Mortgage

Threat of higher mortgage rates likely to boost home purchase activity

Threat of higher mortgage rates likely to boost home purchase activity
Written by Publishing Team

Redfin found that nearly half of potential homebuyers in a recent survey would be likely to speed up their activities if mortgage rates reached 3.5%, but very few would cancel their plans.

The average 30-year mortgage has arrived 3.22% this week, the highest point since May 2020, according to Freddie Mac. By the end of this year, rates should be 3.6%, said Daryl Fairweather, chief economist at Redfin, which would make it less expensive to buy a home.

“Over time, this will put the brakes on demand and put an end to the double digits Annual price growthFairweather said in a press release. But in the short term, this increase will ignite a fire under home buyers and lead to competitor January.”

Of the 1,092 survey respondents who plan to buy a home in the next 12 months, 47% are likely to act with greater urgency to enter the housing market if rates continue to rise. 29% plan to either look at a less expensive location or consider purchasing a smaller home.
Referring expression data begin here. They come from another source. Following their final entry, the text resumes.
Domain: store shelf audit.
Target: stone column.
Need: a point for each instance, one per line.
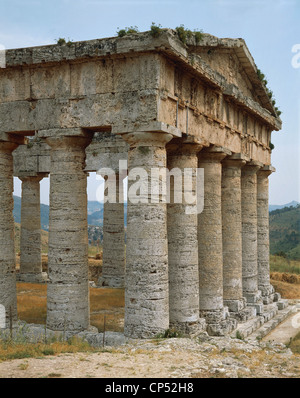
(183, 243)
(31, 256)
(232, 232)
(263, 246)
(113, 269)
(68, 286)
(249, 234)
(210, 245)
(8, 291)
(146, 280)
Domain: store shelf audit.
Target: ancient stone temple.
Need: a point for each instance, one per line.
(157, 103)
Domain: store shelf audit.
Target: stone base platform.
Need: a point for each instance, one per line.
(33, 278)
(118, 283)
(244, 315)
(190, 329)
(261, 325)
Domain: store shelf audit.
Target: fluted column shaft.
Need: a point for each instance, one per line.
(210, 244)
(249, 232)
(183, 243)
(146, 281)
(263, 245)
(232, 233)
(30, 242)
(113, 269)
(8, 291)
(68, 287)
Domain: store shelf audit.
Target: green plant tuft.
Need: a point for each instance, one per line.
(155, 30)
(127, 31)
(61, 41)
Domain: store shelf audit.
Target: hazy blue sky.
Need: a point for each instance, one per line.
(270, 27)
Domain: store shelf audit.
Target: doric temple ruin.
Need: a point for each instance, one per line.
(67, 110)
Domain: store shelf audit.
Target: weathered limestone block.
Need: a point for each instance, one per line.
(263, 246)
(147, 285)
(113, 268)
(249, 234)
(210, 244)
(232, 232)
(68, 287)
(8, 291)
(183, 243)
(30, 243)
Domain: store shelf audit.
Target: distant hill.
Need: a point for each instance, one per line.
(44, 213)
(95, 213)
(277, 207)
(284, 224)
(285, 232)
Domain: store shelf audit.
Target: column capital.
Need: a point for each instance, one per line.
(235, 160)
(265, 171)
(214, 154)
(147, 138)
(32, 177)
(8, 147)
(186, 145)
(252, 167)
(12, 138)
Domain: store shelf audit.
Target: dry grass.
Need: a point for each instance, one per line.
(11, 350)
(108, 303)
(295, 344)
(281, 264)
(285, 277)
(287, 290)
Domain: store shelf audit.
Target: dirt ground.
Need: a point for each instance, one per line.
(166, 358)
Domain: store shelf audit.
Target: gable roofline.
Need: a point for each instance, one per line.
(166, 43)
(240, 49)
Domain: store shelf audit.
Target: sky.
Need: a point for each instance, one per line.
(271, 29)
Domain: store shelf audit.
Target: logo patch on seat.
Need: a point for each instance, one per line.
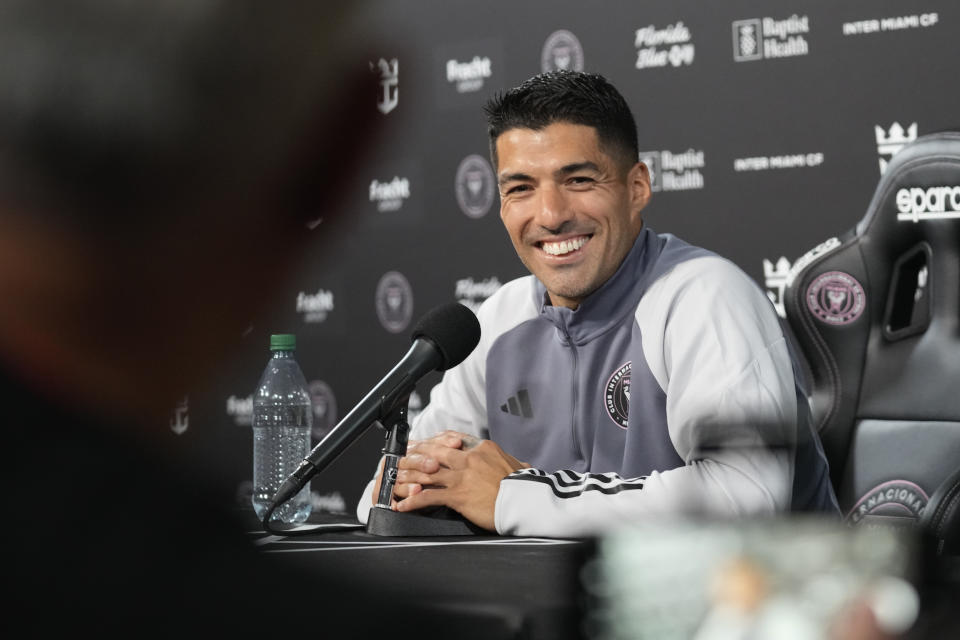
(898, 498)
(836, 298)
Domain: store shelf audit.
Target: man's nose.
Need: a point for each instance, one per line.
(554, 209)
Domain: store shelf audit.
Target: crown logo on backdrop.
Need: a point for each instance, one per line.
(891, 141)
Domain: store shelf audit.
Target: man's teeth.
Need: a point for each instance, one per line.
(560, 248)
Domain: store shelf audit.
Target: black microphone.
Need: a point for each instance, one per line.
(442, 339)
Postponing their activities and waiting for a drop in mortgage rates is the measure for 14%, but 7% said they would not change their plans. Only 2% would abandon a home buying decision in this scenario.

The survey was conducted for Redfin by Lucid between December 10 and 13.

In a separate December poll from Fannie Mae, 66% of consumers said now is a bad time to buy a home, up 2 percentage points. from november. The share that described this as a good time to buy slipped 3 percentage points to a record low of 26%.

“Among homeowners, ‘time to buy’ sentiment has fallen 30 percentage points over the past year to its current level of 30%; for renters, it’s down from 37% to 21%,” Fannie Mae chief economist Doug Duncan told the press. . Release of the latest indicator of home buying confidence. “Although demand remains strong, it is clear that the majority of consumers have reservations about buying a home at current prices.”

More than half of the respondents, 56%, said they expect mortgage rates to rise over the next 12 months, while 30% think they will stay the same. Expected rates may drop by only 4%.

The Fannie Mae National Housing Survey was conducted from December 1 through December 17.